Il messaggio è chiaro. Van Gogh vede la donna come colei che veglia sui suoi fallimenti: «È come avere un gran fuoco nella propria anima e nessuno viene mai a scaldarvisi, e i passanti non scorgono che un po’ di fumo, in alto, fuori del camino, poi se ne vanno per la loro strada». Lo sguardo calmo di Augustine, esprime la capacità della donna di vedere dentro la sua infuocata interiorità, malata di solitudine. Alle spalle, invece, i girasoli più freschi raccontano l’animo fanciullo di van Gogh. Da piccolo, infatti, amava ritrarre i fiori e gli insetti, lasciando i genitori stupefatti per la precisione con cui il bambino ritraeva la natura. Così la donna custodisce in sé la memoria quella gioia antica, sempre cercata e viva, nel tormentato animo dell’artista adulto. E se le due tele dovessero essere invertite il significato non muterebbe: la donna con in mano le cordicelle cullerebbe quel sogno di felicità che l’artista affida ai girasoli e proteggerebbe alle sue spalle la realtà ferita e stanca di Vincent adulto.
Mi piace pensare che le corde in mano ad Augustine rimandano al rosario. Vincent, benché calvinista, era vissuto nel Brabante in una zona piena di cattolici.

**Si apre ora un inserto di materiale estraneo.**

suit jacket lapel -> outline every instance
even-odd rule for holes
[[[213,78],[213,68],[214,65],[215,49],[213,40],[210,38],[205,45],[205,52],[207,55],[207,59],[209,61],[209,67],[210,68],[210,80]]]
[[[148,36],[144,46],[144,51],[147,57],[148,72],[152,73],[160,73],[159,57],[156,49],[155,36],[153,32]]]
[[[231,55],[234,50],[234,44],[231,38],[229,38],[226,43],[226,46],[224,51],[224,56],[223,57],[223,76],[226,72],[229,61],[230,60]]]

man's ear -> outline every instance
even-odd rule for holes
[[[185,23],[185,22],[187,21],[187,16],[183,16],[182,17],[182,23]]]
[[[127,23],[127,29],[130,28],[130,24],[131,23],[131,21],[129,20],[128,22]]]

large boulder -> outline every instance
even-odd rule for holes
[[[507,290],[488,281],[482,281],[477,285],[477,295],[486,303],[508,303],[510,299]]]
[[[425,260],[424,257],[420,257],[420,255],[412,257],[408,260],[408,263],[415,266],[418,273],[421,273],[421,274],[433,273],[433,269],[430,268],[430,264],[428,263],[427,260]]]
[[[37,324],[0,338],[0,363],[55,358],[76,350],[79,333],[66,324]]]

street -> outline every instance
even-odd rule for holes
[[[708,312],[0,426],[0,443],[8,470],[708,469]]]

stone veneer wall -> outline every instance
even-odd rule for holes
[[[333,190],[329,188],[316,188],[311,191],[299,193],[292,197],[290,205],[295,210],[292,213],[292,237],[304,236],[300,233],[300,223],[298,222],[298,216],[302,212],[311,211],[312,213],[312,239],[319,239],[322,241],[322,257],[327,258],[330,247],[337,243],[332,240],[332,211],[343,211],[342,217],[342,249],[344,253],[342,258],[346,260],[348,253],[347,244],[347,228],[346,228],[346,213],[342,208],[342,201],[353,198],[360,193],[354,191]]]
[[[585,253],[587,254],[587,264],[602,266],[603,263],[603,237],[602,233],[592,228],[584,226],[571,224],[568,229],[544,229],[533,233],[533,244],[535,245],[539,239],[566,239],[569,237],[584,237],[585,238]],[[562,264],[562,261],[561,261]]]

Egli scrive a Theo che i girasoli a destra e a sinistra del ritratto avrebbero fatto risaltare il giallo del volto della donna, rivelando la parentela della luce di quel viso, quasi aureolato, con i fiori. E che i fiori, in un vaso, siano quindici non mi pare certo casuale. Mi piace dunque pensare che a questa madre idealizzata, Vincent, affida il suo desiderio di protezione e amore simile a quello che ogni cattolico trova spontaneamente nella Vergine Madre del Cristo.